The city’s plan commission Monday night unanimously approved a conditional-use permit to allow first-floor apartment units at the planned Monterey Apartments complex.

The approval is the most significant use yet of the ordinance approved in 2019 that allows for first-floor residential units in the B5 central business district.

The ordinance dictates first-floor apartments in the zoning district be allowed with approval from the plan commission as long as at least 25% of the first-floor space be reserved for commercial use.

A planned 2,145-square-foot commercial space, to accommodate retail or restaurant uses, satisfies the requirement, senior planner Brian Schweigl said.

The 90-year-old, seven-story art deco building that towers over downtown’s West Milwaukee Street corridor will shed its historical identity as the Monterey Hotel and become the Monterey Apartments—with help from a $1.7 million deal from the city approved late last year.

The city council in December unanimously approved a tax-increment financing deal to help developers Cardinal Capital Management of West Allis and longtime owner Jim Grafft redevelop the decrepit building into 51 apartment units with first-floor commercial space.

Of the 51 units, 11 are planned to be studio apartments, 34 are planned to be one-bedroom apartments and six are planned to have two bedrooms, according to a city memo.

Four units will be located on the first floor and will not be visible from West Milwaukee Street, according to plans submitted to the city.

Two residents submitted comments for public hearing on the subject.

Mick Gilbertson said he did not agree with the city’s ordinance change to allow for first-floor apartments when it passed, but he thought this project was a good use of the ordinance change.

Angela Moore, executive director of the YWCA, said she had concerns about the privacy of the clients she works with at the Jeffris Flats on Dodge Street, directly behind the Monterey Hotel.

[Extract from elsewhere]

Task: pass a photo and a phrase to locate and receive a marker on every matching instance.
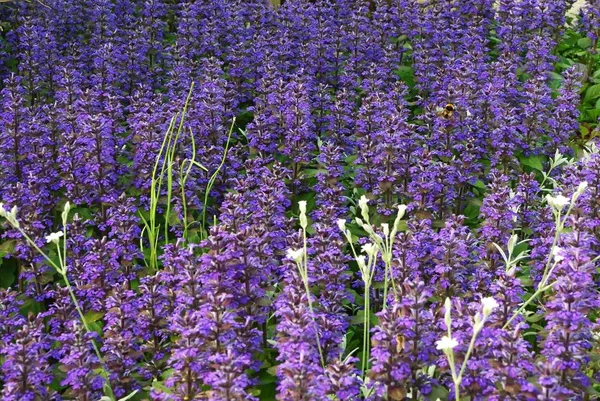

Moore’s clients are often homeless, low-income and/or fleeing domestic violence, she said.

Schweigl said he discussed concerns with Moore, including a condition added to Monday night’s approval requiring the project have a privacy fence separating the Monterey’s parking lot and the Jeffris property.

Remediation has already begun at the former hotel, and construction is slated to begin in the coming months, likely in April, a representative from Cardinal Capital said.

The project is expected to take 10 to 11 months, ideally wrapping up in February 2022.

The building opened as a hotel in 1930. Grafft bought the property in 1996 after the building already had been deteriorating for a number of years.